Abstract

Abstract Irrigated agriculture in the European Union (EU) is currently adapting to new conditions including the principle of the full recovery of water service costs, the reduction of water availability and the increasing variability in the prices of agricultural products. This has fostered an increasing number of economic analyses to investigate farmers’ behaviour by means of mathematical programming techniques including Positive Mathematical Programming (PMP) models. However PMP models generally consider only activities observed in the reference period even if, under new policies and market conditions, farmers can adopt irrigation techniques they have not used previously. In particular, under increasing water costs or decreasing water availability, farmers can introduce Deficit Irrigation (DI) techniques that might not have been profitable earlier. We propose an extension of the PMP approach to include DI techniques not observed in the reference period.

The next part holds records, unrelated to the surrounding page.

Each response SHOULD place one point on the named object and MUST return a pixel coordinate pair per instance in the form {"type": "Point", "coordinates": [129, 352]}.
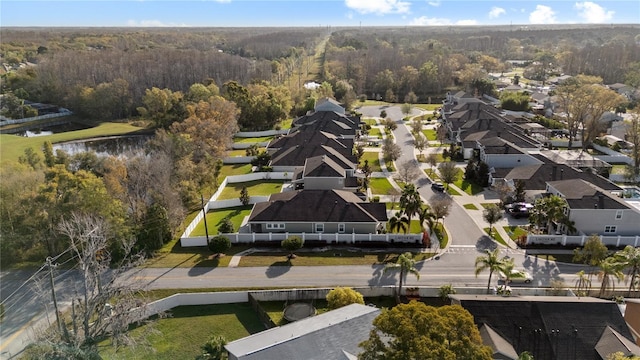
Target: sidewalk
{"type": "Point", "coordinates": [484, 197]}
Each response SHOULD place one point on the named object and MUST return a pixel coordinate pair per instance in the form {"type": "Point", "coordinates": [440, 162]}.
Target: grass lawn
{"type": "Point", "coordinates": [486, 205]}
{"type": "Point", "coordinates": [12, 146]}
{"type": "Point", "coordinates": [234, 169]}
{"type": "Point", "coordinates": [375, 132]}
{"type": "Point", "coordinates": [515, 232]}
{"type": "Point", "coordinates": [215, 217]}
{"type": "Point", "coordinates": [181, 335]}
{"type": "Point", "coordinates": [432, 174]}
{"type": "Point", "coordinates": [469, 188]}
{"type": "Point", "coordinates": [374, 161]}
{"type": "Point", "coordinates": [430, 134]}
{"type": "Point", "coordinates": [370, 121]}
{"type": "Point", "coordinates": [442, 235]}
{"type": "Point", "coordinates": [380, 186]}
{"type": "Point", "coordinates": [256, 187]}
{"type": "Point", "coordinates": [333, 257]}
{"type": "Point", "coordinates": [252, 140]}
{"type": "Point", "coordinates": [496, 236]}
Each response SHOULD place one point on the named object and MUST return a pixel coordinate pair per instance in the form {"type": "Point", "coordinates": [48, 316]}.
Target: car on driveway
{"type": "Point", "coordinates": [437, 186]}
{"type": "Point", "coordinates": [518, 276]}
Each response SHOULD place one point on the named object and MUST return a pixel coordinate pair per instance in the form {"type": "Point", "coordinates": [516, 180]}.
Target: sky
{"type": "Point", "coordinates": [259, 13]}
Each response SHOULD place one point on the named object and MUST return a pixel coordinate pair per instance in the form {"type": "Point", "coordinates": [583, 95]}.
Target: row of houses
{"type": "Point", "coordinates": [325, 197]}
{"type": "Point", "coordinates": [512, 154]}
{"type": "Point", "coordinates": [548, 327]}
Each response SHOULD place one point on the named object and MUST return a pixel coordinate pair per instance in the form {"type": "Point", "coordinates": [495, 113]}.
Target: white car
{"type": "Point", "coordinates": [517, 276]}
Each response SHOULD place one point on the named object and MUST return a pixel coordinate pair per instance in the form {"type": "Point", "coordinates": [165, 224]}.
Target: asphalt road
{"type": "Point", "coordinates": [30, 304]}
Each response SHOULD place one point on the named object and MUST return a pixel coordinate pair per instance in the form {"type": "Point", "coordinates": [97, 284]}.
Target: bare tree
{"type": "Point", "coordinates": [390, 149]}
{"type": "Point", "coordinates": [104, 298]}
{"type": "Point", "coordinates": [633, 136]}
{"type": "Point", "coordinates": [408, 171]}
{"type": "Point", "coordinates": [420, 143]}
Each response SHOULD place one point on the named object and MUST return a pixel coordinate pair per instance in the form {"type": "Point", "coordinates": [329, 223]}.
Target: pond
{"type": "Point", "coordinates": [126, 145]}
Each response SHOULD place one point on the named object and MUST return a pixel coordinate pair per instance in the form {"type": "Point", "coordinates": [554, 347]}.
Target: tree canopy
{"type": "Point", "coordinates": [418, 331]}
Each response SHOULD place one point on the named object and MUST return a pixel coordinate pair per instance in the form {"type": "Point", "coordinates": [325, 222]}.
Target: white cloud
{"type": "Point", "coordinates": [592, 12]}
{"type": "Point", "coordinates": [542, 15]}
{"type": "Point", "coordinates": [152, 23]}
{"type": "Point", "coordinates": [426, 21]}
{"type": "Point", "coordinates": [496, 12]}
{"type": "Point", "coordinates": [378, 6]}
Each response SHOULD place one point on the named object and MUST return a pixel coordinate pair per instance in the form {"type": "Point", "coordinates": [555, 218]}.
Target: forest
{"type": "Point", "coordinates": [195, 87]}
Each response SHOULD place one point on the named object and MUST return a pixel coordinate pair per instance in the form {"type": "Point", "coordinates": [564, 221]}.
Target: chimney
{"type": "Point", "coordinates": [600, 201]}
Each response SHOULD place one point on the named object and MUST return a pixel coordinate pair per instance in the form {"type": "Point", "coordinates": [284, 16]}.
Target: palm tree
{"type": "Point", "coordinates": [425, 214]}
{"type": "Point", "coordinates": [410, 200]}
{"type": "Point", "coordinates": [583, 283]}
{"type": "Point", "coordinates": [405, 264]}
{"type": "Point", "coordinates": [549, 210]}
{"type": "Point", "coordinates": [609, 269]}
{"type": "Point", "coordinates": [630, 258]}
{"type": "Point", "coordinates": [492, 262]}
{"type": "Point", "coordinates": [399, 222]}
{"type": "Point", "coordinates": [492, 214]}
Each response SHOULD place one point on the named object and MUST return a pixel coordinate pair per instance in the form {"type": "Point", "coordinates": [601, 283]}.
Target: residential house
{"type": "Point", "coordinates": [317, 211]}
{"type": "Point", "coordinates": [595, 210]}
{"type": "Point", "coordinates": [333, 335]}
{"type": "Point", "coordinates": [549, 327]}
{"type": "Point", "coordinates": [536, 176]}
{"type": "Point", "coordinates": [322, 173]}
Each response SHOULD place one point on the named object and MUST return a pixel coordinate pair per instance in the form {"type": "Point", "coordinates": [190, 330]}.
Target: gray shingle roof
{"type": "Point", "coordinates": [550, 327]}
{"type": "Point", "coordinates": [332, 335]}
{"type": "Point", "coordinates": [318, 206]}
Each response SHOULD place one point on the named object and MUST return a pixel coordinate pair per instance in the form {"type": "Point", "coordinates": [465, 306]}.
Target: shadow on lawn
{"type": "Point", "coordinates": [278, 268]}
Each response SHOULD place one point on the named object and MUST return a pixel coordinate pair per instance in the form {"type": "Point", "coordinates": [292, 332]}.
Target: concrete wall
{"type": "Point", "coordinates": [229, 297]}
{"type": "Point", "coordinates": [246, 134]}
{"type": "Point", "coordinates": [593, 221]}
{"type": "Point", "coordinates": [617, 241]}
{"type": "Point", "coordinates": [329, 238]}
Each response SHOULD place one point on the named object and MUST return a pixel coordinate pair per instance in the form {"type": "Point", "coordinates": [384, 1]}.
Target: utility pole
{"type": "Point", "coordinates": [204, 217]}
{"type": "Point", "coordinates": [53, 293]}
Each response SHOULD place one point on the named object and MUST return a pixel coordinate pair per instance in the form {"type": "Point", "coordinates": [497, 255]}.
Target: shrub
{"type": "Point", "coordinates": [343, 296]}
{"type": "Point", "coordinates": [219, 244]}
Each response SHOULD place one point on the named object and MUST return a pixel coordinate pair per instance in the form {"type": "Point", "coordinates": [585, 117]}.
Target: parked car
{"type": "Point", "coordinates": [518, 210]}
{"type": "Point", "coordinates": [517, 276]}
{"type": "Point", "coordinates": [437, 186]}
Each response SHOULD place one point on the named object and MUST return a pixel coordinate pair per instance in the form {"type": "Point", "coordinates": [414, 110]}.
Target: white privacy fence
{"type": "Point", "coordinates": [565, 240]}
{"type": "Point", "coordinates": [329, 238]}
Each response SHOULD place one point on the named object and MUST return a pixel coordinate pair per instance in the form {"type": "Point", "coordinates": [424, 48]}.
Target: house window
{"type": "Point", "coordinates": [275, 226]}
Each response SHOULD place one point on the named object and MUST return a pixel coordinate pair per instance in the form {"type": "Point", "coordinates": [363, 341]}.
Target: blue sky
{"type": "Point", "coordinates": [214, 13]}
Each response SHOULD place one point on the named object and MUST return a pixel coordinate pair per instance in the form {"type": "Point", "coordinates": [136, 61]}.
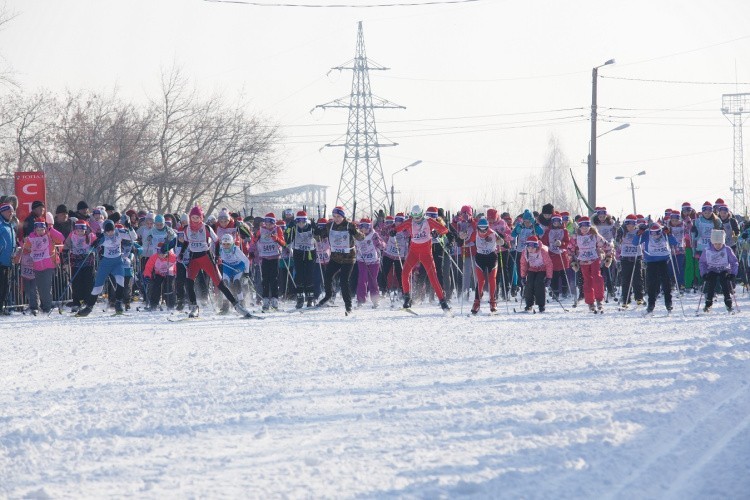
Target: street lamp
{"type": "Point", "coordinates": [632, 188]}
{"type": "Point", "coordinates": [414, 164]}
{"type": "Point", "coordinates": [592, 152]}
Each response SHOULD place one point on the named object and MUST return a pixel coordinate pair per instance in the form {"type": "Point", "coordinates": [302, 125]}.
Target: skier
{"type": "Point", "coordinates": [587, 248]}
{"type": "Point", "coordinates": [657, 248]}
{"type": "Point", "coordinates": [631, 258]}
{"type": "Point", "coordinates": [718, 263]}
{"type": "Point", "coordinates": [268, 242]}
{"type": "Point", "coordinates": [300, 237]}
{"type": "Point", "coordinates": [421, 230]}
{"type": "Point", "coordinates": [368, 263]}
{"type": "Point", "coordinates": [111, 263]}
{"type": "Point", "coordinates": [78, 244]}
{"type": "Point", "coordinates": [557, 240]}
{"type": "Point", "coordinates": [233, 264]}
{"type": "Point", "coordinates": [487, 243]}
{"type": "Point", "coordinates": [341, 235]}
{"type": "Point", "coordinates": [536, 271]}
{"type": "Point", "coordinates": [197, 240]}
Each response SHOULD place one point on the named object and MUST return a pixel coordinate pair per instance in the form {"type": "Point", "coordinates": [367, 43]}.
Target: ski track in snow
{"type": "Point", "coordinates": [381, 404]}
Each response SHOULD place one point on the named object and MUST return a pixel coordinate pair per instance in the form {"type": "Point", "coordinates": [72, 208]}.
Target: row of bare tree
{"type": "Point", "coordinates": [177, 150]}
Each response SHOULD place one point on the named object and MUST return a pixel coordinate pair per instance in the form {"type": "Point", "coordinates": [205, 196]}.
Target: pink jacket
{"type": "Point", "coordinates": [536, 263]}
{"type": "Point", "coordinates": [42, 249]}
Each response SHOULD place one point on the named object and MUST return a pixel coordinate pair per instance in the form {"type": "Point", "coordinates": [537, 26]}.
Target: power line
{"type": "Point", "coordinates": [680, 82]}
{"type": "Point", "coordinates": [344, 6]}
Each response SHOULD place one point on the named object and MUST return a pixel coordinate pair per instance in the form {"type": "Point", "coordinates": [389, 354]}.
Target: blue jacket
{"type": "Point", "coordinates": [654, 249]}
{"type": "Point", "coordinates": [7, 241]}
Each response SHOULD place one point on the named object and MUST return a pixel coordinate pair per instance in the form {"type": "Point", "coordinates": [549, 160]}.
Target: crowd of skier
{"type": "Point", "coordinates": [180, 261]}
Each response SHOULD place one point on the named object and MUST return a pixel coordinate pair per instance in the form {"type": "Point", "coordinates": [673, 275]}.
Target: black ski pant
{"type": "Point", "coordinates": [345, 274]}
{"type": "Point", "coordinates": [631, 267]}
{"type": "Point", "coordinates": [534, 290]}
{"type": "Point", "coordinates": [724, 279]}
{"type": "Point", "coordinates": [658, 276]}
{"type": "Point", "coordinates": [269, 270]}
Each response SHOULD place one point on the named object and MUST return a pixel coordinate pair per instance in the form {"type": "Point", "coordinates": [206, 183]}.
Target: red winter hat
{"type": "Point", "coordinates": [196, 210]}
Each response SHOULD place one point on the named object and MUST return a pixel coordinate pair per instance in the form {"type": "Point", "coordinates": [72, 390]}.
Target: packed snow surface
{"type": "Point", "coordinates": [381, 404]}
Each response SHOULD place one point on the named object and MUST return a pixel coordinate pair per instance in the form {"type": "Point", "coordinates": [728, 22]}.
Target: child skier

These alternative techniques are identified by means of a crop growth model developed by the FAO. We apply our methodology to a Mediterranean area using three sets of simulations involving: increases in water costs, reductions in water availability, and changes in the prices of the products obtained from irrigated crops. Lacking observations of alternative irrigation techniques, our approach captures potential technology adjustments and assesses the impact of changes in water policy and market conditions in a better way. Simulation results show that increasing water costs do not motivate adoption of DI techniques. Rather, farmers are induced to save water by switching from full irrigation to deficit irrigation when water availability is reduced or the prices of irrigated crops are increased.